END SUBROUTINE test_cusolverDnXgetrs

If I compile your code via:

nvfortran test.F90 -acc -cuda -cudalibs -o test

Then now I get very consistent results

[scamp@ice4 405]$ ./test
 Sum of b is
    335.1042215138598
 ------
 Sum of X is
   -311.1725408200209
 ========Subroutine cycle===========
 Sum of b is
    335.1042215138598
 ------
 Sum of X is
   -311.1725408200209
 ========Subroutine cycle===========
 Sum of b is
    335.1042215138598
 ------
 Sum of X is
   -311.1725408200209
 ========Subroutine cycle===========

Whereas if I remove the synchronize, I get the right answer the first time through and then every subsequent time through, I see x being the same as b, which we know is wrong. Similarly, if I reduce the size of ipiv to 3 rather than 405, I just get x = b every time I call the subroutine.

I think these changes should help resolve the issues you’re seeing.

1 Like

Thanks for your suggestion. After adding the library cudaDeviceSynchronize into my codes, the codes work correctly. However, I am still confused which condition causes the competition during calculation. I just input a matrix and a vector to the library and set the function of outputting them below that library. The order is unreasonable?

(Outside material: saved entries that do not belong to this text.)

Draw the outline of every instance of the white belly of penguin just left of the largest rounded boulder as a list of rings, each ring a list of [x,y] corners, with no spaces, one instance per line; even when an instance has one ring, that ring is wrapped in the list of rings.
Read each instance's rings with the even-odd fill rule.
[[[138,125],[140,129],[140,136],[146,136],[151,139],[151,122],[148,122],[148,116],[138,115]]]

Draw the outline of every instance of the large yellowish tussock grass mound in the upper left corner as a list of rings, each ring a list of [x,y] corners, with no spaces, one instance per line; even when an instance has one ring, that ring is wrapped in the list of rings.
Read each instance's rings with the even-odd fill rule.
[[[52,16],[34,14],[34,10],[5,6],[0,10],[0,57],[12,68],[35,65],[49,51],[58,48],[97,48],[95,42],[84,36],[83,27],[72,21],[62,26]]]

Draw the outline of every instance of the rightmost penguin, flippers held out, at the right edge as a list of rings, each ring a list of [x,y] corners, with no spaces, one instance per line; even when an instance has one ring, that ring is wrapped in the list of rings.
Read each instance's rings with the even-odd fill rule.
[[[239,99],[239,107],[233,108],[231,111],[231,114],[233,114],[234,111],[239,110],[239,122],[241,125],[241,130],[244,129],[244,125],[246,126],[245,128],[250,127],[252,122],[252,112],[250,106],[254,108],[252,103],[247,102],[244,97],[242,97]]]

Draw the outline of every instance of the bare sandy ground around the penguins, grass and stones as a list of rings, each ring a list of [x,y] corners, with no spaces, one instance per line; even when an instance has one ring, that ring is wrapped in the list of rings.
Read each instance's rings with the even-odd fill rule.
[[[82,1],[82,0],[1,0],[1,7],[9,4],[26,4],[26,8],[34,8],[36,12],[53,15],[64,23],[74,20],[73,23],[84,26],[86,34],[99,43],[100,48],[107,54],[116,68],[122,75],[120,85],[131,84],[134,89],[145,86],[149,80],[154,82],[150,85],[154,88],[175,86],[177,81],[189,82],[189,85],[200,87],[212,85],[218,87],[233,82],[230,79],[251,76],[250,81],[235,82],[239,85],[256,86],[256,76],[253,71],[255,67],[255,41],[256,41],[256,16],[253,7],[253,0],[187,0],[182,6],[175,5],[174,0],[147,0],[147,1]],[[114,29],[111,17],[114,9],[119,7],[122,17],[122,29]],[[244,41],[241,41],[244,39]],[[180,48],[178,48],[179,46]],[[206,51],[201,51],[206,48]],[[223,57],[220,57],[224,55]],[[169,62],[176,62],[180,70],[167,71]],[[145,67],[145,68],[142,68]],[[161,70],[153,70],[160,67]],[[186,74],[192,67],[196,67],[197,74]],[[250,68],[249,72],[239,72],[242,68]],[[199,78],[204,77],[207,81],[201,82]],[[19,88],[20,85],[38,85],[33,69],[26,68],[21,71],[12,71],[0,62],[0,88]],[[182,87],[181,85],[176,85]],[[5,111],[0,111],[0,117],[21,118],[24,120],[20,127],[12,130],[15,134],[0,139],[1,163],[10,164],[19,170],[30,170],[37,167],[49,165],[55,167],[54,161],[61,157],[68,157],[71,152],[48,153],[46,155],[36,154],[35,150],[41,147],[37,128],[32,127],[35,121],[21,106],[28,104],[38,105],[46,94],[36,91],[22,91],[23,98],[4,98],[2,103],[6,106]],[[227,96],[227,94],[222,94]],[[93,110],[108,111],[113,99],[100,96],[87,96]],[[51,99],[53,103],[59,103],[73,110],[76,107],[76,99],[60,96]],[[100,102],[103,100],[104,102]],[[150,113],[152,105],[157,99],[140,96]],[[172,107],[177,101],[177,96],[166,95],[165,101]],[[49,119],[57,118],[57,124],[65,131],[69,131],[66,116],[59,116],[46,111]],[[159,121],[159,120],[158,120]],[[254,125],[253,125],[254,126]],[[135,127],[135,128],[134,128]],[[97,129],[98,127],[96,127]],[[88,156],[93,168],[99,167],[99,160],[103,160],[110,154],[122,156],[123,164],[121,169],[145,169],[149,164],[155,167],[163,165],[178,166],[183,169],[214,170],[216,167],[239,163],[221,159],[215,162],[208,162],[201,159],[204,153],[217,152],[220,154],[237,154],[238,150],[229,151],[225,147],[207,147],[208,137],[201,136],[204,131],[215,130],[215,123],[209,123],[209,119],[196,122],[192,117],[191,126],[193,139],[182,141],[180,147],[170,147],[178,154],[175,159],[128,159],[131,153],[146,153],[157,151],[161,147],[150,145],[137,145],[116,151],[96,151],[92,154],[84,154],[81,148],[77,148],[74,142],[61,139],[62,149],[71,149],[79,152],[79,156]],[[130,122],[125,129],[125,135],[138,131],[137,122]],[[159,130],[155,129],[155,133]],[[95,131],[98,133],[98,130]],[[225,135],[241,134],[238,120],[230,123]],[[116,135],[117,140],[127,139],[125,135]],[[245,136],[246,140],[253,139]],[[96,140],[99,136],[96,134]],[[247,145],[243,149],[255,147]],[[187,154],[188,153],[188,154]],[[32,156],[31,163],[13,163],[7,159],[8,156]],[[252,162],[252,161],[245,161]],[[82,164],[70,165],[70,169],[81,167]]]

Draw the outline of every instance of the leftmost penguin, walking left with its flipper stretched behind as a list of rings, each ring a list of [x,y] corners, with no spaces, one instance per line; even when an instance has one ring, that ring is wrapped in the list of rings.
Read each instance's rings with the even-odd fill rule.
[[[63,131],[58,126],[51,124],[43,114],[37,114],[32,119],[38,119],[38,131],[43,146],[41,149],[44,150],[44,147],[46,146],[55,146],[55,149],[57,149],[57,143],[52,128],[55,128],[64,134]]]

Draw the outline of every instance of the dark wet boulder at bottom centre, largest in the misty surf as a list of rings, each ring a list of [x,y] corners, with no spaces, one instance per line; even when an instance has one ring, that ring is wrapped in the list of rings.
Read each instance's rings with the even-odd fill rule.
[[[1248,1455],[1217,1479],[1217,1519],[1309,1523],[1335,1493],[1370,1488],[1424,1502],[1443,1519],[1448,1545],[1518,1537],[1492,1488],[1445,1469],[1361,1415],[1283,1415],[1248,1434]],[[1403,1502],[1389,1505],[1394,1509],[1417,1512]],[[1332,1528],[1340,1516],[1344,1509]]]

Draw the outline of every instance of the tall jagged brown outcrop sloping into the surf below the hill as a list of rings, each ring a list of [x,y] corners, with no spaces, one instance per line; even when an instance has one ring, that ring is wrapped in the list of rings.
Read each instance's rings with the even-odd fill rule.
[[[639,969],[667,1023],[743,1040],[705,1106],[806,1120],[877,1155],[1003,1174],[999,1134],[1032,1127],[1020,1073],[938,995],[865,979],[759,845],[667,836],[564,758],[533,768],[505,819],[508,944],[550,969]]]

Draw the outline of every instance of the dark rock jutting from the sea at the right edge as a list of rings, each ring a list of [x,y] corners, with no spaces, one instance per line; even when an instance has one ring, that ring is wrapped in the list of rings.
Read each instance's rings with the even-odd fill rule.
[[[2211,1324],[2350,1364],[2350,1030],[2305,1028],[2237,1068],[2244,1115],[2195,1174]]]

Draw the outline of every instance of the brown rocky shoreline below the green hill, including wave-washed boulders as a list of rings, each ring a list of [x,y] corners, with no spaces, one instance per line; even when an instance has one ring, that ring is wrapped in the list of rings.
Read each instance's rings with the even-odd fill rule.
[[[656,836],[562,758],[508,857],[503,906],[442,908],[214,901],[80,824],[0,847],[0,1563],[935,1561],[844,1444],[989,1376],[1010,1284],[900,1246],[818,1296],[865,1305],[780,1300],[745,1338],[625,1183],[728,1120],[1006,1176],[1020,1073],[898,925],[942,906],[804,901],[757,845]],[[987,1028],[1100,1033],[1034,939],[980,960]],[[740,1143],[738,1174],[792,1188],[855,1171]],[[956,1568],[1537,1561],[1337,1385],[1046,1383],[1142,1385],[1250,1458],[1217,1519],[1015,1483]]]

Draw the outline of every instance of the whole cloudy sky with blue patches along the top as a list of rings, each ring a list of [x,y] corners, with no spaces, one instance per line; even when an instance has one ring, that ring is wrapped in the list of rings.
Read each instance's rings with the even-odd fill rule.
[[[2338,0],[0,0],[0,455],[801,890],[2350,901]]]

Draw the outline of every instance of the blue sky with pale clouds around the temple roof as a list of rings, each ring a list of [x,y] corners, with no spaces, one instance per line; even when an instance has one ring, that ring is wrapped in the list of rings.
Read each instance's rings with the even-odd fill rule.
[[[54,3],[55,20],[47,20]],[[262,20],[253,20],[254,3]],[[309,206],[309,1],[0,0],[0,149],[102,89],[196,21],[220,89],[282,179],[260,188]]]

When I solve more dense linear systems of the equation in GPU parallel using different cude streams, I will meet this issue again.

This is a fundamental issue that users have to master when coming to GPU programming - you launched a bunch of work on the GPU in cusolverDnXgetrs, but that’s not a blocking call, so your host code keeps marching forward unless you add your own blocking mechanism in to wait on the GPU to finish. Had there been CPU host work that didn’t depend on the result of the call - you could have knocked it out whilst waiting for the GPU to return by putting a cudaDeviceSynchronize at the latest possible point in your code where dX returning with the GPU value versus still having the host value would make a difference.

I used to make the kernels to control the sequential execution. Example,

!$acc data

   istat = cusolverDnXgetrs(parameters)
   
   !$acc kernels
        dY = dX
   !$acc end kernels

!$acc end data

If “async” is not used in the kernels, the task should be executed sequentially. In other word, the command in the kernels will be run after finishing the cusolverDnXgetrs. But the results are still wrong.

So I think you’ve effectively launched cusolverDnXgetrs asynchronously, because it’s a nonblocking call, which allows the kernels construct to be executed in a different GPU stream - leading to the race condition. If you launched the kernels construct into the same stream as the cusolverDnXgetrs call, then I think it would be effectively blocking.

This topic was automatically closed 14 days after the last reply. New replies are no longer allowed.